Last night, I ended up having 'Alice in Wonderland Rabbit Hole-esque' conversation with two of my housemates. They are both Gen Z, British, and attend UAL.
The conversation started with who our type of men are. While I listed off how I'd want to marry Kevin Costner, but the love of my life is Nick Carter, that I have a soft spot for Nick Cannon, Tyrese, and Ryan Seacrest, but I would leave everything for Eminem, and the Snoop Dogg has an effect on me like no other man, but the man of all men is Michael Jackson, but just as Voldermort, we don't talk about Michael Jackson because I'm not ready for that conversation yet... my friend was Googling all these names because she's not heard of most of them.
It wasn't because they are not famous now, it occurred to me that it was not in their niche interests. With their love for anime, cosplay, gaming, and niche music I probably don't know, these people didn't enter their circles... or they could just be too old. :D
This conversation lead to a few other topics. I will do my best to take this post through the key points I want to highlight here.

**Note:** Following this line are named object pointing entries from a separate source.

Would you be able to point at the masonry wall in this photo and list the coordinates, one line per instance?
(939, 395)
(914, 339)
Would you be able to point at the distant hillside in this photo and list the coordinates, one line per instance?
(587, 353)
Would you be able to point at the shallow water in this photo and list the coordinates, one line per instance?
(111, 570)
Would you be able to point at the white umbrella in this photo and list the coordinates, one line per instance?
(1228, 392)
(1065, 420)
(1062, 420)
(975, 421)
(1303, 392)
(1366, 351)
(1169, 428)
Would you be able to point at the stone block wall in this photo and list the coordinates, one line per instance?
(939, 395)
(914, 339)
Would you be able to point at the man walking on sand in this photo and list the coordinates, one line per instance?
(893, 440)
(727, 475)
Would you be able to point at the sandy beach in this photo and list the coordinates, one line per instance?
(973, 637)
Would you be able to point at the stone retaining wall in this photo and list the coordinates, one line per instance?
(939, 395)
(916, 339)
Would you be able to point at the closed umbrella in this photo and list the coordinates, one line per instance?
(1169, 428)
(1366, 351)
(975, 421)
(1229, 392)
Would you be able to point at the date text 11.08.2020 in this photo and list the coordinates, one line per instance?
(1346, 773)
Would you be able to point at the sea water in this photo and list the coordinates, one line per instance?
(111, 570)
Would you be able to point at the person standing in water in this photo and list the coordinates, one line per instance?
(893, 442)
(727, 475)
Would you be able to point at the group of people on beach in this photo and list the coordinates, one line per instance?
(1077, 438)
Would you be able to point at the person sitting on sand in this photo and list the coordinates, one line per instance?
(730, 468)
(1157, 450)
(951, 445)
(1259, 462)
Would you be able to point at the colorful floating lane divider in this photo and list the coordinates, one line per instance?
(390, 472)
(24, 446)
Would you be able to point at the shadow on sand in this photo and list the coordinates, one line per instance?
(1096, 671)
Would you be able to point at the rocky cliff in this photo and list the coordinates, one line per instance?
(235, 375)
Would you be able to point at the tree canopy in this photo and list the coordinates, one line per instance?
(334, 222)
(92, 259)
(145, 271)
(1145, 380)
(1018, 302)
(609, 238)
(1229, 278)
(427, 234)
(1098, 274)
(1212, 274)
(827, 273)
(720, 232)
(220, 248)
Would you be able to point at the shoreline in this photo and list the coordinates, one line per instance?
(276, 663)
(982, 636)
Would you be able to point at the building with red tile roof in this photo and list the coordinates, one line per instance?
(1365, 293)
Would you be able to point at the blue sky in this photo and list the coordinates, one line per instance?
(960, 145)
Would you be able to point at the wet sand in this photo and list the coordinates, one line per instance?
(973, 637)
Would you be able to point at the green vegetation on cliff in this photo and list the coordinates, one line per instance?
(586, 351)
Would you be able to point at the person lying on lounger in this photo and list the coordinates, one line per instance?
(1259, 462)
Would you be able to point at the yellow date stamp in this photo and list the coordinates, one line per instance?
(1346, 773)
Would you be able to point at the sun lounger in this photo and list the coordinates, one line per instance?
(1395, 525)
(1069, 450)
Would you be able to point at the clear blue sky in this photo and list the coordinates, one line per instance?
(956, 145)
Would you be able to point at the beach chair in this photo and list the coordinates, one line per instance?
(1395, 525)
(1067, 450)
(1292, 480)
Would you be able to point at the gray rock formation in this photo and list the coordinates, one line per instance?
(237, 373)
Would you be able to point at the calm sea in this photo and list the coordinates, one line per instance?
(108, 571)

Somewhere along the way after the conversation about ghosts and exchanging ghost stories, and before we talking about how I look like Rainbow Dash from My Little Pony (this is where we got up to go to bed, because the sleepiness was threatening to give hallucinations), we talked about dating.
As someone who attended university in a small town (Canterbury, where it took 45 minutes to walk from one end to the other), with three universities, and having no smart phones, I wanted to know if the 'cuteness' of dating was still alive. The experience of seeing someone interesting across the room, catching their eye, letting them know of the moment, and going with wherever it leads to; whether it's a dance or late night drinks at their place. A genuine question I asked to kickstart this rabbit hole was 'With consent being a very highlighted factor now, do people ever take the initiative anymore?' I am not 20 anymore, and I don't live that life anymore. I was genuinely curious to know the dynamics of dating and how the current world setting affects it.
A few things stood out:
One: Dating apps
The one night stand concept is now easily found through dating apps.
Two: Strange Places
Going to a stranger's place is an actual fear out of (a) recording devices and (b) being physically harmed.
Going up to a person and initiating conversation is difficult. However, the importance of consent over takes the emotions. I don't have enough information to derive a conclusion from this. What I can take out of this conversation is further emphasis that the 'fears' of this generation is different from other generations'. The smartphone, the internet, and social media is shaping the lifestyle of not only Gen Z, but of every generation. It's shaping the 'times' we live in.